いまわたしのペンケース(筆箱、と初めに打ち込んだもののノイズが出た。会話で使うけど書き言葉には使えん)に入っているのは、単色の白でマットな15mm。mt。定番だ。それと単色の緑でマットだけど薄いためか揺らぎがある(和紙寄りか)15mm。こちらも定番mt。マスキング・テープ、これまでこの2つでは何もマスクしたことがない。紙同士をまとめるために白を使った場合と、ラッピングをしたときにワンポイントで緑を差した場合と、あとはなんかテープとして貼った(“テープ”ってよく考えると定義ハッキリしないやつだ)、そんなところだ。言い換えてもいい。ラッピングテープ。
いったいいつマスキングテープは、その名のままにラッピングテープになったのだろう。もともとはたぶん、肌色のと、黄色のと、青色のとが所謂マスキングテープとして、美術や建築の現場で使われてきただろうと思う。そこから、ラッピングやらデザイン的に使われていく、その用途へ応用される、分野横断ジャンプの飛距離が大きすぎて追いきれない。なんだか前記事のペットボトルと同じくルーツ辿る展開になってしまったがマイ探究心発揮ブームきているのかも、お許しを。

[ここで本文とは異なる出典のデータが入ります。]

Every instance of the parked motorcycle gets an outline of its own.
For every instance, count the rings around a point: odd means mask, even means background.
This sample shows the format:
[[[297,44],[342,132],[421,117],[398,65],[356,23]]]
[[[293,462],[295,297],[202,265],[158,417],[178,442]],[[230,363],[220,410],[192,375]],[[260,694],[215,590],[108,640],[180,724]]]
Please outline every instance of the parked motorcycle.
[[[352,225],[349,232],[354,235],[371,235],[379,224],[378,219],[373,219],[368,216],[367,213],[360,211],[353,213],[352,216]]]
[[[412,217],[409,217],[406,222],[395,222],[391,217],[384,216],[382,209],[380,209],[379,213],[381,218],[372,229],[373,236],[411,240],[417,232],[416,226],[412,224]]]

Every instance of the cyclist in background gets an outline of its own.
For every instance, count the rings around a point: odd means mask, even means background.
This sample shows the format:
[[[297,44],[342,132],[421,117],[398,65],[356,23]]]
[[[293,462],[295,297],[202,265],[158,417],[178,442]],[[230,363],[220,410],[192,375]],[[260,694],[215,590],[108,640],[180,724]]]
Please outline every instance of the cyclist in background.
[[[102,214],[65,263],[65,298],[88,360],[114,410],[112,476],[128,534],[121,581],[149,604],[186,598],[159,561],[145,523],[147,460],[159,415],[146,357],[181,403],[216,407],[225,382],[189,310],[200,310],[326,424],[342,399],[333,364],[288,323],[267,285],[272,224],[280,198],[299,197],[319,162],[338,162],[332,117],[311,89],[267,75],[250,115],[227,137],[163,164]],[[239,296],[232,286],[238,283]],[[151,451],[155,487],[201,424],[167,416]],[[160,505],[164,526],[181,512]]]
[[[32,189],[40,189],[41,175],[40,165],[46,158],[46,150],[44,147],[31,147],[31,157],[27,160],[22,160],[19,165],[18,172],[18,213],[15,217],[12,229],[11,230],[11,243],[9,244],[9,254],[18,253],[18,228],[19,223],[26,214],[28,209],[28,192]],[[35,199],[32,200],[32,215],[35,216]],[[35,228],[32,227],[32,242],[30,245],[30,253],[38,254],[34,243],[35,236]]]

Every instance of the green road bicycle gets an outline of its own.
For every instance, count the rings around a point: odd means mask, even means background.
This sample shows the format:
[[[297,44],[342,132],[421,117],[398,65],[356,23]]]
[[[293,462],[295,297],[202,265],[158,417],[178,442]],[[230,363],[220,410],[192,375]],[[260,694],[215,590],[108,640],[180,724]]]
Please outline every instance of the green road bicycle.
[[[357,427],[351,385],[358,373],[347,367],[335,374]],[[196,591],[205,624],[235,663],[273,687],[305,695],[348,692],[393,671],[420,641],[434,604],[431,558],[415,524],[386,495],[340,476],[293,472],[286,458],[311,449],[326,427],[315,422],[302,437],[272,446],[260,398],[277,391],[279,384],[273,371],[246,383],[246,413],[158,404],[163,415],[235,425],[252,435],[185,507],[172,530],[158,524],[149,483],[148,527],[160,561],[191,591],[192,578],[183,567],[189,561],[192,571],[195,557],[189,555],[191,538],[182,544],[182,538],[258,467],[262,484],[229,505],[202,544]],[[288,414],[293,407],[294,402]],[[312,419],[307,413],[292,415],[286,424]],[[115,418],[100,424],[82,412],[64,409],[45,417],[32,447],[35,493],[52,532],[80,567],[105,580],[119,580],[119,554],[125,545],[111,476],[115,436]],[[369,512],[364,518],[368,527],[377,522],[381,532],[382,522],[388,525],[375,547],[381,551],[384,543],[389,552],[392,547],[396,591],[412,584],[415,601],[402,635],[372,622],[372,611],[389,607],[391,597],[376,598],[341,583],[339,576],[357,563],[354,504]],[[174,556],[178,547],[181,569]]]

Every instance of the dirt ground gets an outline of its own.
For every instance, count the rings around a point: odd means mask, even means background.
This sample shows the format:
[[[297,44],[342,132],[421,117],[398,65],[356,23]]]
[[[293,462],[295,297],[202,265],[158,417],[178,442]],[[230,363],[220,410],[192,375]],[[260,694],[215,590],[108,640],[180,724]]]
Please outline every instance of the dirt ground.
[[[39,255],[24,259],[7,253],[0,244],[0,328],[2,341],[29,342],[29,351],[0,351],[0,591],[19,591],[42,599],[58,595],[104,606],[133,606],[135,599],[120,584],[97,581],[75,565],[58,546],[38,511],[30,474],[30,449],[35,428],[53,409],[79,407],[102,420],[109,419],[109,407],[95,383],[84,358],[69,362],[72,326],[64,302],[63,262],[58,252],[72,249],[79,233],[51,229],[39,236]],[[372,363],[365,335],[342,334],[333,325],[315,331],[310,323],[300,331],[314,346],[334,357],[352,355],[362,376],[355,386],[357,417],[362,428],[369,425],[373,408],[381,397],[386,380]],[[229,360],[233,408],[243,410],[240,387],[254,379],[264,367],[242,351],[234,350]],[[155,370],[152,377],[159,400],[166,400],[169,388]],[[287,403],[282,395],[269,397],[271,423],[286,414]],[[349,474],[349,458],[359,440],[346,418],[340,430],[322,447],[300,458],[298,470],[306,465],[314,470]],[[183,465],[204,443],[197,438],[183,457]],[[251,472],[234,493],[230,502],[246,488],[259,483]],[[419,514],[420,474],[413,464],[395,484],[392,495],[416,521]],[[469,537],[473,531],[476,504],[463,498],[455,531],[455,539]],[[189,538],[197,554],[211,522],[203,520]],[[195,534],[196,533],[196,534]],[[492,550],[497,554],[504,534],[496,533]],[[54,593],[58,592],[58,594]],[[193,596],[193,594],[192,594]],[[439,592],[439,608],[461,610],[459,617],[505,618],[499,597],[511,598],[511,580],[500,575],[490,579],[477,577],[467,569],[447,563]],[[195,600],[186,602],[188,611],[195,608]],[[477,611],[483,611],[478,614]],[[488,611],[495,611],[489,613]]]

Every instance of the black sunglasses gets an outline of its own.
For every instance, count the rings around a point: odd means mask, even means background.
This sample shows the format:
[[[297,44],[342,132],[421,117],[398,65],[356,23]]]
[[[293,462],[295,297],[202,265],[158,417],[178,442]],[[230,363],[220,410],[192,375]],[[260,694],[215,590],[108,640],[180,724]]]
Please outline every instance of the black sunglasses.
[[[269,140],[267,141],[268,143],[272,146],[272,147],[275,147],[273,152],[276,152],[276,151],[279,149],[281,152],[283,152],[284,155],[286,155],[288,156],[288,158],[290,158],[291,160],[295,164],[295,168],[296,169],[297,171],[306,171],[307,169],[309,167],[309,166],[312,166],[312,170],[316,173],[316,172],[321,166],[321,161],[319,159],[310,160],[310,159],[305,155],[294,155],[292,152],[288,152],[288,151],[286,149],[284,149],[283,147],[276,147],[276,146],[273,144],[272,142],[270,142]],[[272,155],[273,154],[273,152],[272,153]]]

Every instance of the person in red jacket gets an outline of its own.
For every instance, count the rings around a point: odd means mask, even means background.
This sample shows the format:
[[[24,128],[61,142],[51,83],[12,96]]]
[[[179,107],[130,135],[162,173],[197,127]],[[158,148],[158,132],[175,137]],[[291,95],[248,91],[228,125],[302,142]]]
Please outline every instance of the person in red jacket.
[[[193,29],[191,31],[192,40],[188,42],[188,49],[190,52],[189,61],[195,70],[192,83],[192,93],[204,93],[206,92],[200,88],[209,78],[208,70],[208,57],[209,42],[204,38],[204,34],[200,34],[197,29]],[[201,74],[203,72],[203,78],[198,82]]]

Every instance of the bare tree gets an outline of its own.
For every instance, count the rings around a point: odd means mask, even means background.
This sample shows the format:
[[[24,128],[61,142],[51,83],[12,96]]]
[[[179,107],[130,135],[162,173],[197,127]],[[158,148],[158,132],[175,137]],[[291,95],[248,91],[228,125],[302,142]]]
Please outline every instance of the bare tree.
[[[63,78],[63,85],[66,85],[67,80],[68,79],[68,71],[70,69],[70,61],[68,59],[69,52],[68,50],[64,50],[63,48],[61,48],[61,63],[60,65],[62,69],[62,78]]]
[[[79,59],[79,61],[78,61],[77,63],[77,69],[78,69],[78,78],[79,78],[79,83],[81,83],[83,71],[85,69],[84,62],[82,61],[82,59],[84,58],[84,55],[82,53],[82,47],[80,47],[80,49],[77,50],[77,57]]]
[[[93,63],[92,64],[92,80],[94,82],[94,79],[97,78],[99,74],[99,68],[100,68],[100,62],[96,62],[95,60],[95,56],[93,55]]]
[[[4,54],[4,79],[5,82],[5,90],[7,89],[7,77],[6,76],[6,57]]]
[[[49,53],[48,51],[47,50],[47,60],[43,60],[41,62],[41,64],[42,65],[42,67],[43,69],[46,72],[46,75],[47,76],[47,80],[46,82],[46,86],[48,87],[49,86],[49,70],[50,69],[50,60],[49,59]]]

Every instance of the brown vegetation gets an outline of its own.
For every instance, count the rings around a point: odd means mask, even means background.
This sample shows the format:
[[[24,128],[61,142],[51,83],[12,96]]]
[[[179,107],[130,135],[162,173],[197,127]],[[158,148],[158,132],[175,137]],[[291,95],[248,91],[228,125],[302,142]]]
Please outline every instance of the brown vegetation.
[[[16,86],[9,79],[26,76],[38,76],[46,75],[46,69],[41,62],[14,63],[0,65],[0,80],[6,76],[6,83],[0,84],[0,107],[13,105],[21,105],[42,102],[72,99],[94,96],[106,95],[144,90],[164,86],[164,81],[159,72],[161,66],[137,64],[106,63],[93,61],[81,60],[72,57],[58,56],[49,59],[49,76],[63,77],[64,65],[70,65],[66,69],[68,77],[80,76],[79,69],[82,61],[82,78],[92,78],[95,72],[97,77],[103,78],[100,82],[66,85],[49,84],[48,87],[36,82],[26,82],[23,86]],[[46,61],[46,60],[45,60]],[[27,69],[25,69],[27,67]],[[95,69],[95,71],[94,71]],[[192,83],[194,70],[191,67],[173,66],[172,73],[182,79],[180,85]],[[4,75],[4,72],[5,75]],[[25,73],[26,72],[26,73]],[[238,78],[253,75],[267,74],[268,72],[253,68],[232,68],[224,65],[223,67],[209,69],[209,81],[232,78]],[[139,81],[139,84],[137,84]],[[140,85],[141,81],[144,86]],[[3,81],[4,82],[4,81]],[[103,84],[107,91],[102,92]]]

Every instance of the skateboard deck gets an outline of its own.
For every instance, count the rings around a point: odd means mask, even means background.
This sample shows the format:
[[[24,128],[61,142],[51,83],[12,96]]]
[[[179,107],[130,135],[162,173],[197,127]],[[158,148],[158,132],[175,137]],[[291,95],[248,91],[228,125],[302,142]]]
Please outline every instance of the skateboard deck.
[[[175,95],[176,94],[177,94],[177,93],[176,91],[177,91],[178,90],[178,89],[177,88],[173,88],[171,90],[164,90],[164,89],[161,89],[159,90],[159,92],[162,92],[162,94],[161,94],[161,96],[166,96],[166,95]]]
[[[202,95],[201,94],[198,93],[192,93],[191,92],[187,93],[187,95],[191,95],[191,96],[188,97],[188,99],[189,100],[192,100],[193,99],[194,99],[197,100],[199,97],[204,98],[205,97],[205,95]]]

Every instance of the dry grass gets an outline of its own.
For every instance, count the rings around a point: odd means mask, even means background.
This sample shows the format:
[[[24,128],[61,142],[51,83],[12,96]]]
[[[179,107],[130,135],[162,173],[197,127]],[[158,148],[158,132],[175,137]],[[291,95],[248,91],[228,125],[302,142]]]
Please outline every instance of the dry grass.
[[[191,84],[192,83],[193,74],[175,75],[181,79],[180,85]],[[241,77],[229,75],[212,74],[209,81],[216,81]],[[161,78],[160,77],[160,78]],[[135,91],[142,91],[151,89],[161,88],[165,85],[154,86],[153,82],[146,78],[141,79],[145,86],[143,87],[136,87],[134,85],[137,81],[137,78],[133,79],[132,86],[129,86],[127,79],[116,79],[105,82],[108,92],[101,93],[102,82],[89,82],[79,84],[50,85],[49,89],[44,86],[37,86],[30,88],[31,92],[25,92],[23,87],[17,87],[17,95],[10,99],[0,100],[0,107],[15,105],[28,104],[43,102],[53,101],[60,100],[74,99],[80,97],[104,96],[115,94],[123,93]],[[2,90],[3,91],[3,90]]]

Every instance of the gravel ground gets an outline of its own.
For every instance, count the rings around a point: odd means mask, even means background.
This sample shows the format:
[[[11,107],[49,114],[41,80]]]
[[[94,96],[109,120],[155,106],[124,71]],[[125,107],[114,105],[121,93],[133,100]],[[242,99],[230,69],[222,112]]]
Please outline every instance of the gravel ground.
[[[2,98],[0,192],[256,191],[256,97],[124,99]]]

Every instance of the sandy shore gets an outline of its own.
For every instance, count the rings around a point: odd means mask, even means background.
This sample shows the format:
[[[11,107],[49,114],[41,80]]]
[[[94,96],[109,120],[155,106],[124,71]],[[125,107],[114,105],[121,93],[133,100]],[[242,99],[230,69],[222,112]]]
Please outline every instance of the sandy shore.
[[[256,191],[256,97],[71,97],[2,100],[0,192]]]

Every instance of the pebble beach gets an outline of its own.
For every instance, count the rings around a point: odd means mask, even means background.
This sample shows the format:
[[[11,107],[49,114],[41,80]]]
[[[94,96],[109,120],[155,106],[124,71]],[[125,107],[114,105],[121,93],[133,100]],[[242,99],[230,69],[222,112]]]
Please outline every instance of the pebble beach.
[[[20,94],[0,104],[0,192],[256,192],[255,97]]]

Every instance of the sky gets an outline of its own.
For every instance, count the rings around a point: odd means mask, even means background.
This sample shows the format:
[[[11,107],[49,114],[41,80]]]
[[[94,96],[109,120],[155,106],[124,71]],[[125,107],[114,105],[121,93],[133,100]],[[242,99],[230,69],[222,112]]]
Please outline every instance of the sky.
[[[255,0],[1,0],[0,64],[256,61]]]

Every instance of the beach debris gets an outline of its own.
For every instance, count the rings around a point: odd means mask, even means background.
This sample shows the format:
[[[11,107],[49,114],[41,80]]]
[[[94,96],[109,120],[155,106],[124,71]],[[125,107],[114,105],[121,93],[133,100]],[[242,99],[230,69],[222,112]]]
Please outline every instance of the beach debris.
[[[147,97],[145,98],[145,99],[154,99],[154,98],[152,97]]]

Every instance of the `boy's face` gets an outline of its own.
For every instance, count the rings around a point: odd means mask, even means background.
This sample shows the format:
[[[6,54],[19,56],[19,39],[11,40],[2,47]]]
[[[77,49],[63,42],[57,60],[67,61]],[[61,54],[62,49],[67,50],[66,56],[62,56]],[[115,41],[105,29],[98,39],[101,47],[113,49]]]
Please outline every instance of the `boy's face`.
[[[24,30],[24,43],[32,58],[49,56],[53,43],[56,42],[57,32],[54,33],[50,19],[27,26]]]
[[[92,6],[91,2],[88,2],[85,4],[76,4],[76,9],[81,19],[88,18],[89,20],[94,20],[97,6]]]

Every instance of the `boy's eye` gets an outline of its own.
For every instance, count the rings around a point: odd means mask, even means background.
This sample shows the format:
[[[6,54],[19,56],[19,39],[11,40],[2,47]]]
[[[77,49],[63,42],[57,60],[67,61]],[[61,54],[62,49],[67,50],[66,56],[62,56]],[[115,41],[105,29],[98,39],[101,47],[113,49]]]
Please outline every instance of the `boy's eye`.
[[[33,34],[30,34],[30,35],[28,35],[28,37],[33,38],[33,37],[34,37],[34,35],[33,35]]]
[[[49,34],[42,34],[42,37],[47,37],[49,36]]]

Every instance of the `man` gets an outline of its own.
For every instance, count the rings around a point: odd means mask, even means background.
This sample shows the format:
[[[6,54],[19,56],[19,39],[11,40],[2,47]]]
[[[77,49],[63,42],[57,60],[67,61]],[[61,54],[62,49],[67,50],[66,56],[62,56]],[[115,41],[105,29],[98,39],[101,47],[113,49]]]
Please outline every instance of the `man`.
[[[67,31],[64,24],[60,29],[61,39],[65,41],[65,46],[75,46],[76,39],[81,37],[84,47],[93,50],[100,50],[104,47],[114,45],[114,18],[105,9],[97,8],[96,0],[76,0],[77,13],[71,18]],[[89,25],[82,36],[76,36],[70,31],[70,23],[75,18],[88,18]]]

いまや内装養生に使われていたテープは、デザインを施されてついに内装仕上げに使われている。幅広でサイズも豊富、模様付きのもあり、家具のデコレーション、床材、壁材へと使われている。本来の機能「貼って剥がせる」その粘着性がウリだったわけだがそれが、気軽にアレンジできて飽きたら簡単に変えられる手軽さとして強みになっている。マスキングテープ。
ボロボロになった床のフローリングに、色の合う茶色の幅広のを補修で貼り込んでいったときふと「あ、これは確かにマスキングテープであるぞ養生テープであるぞ、これは傷を覆い隠すマスクであるな」と妙な興奮をしたものだった。最近の体験。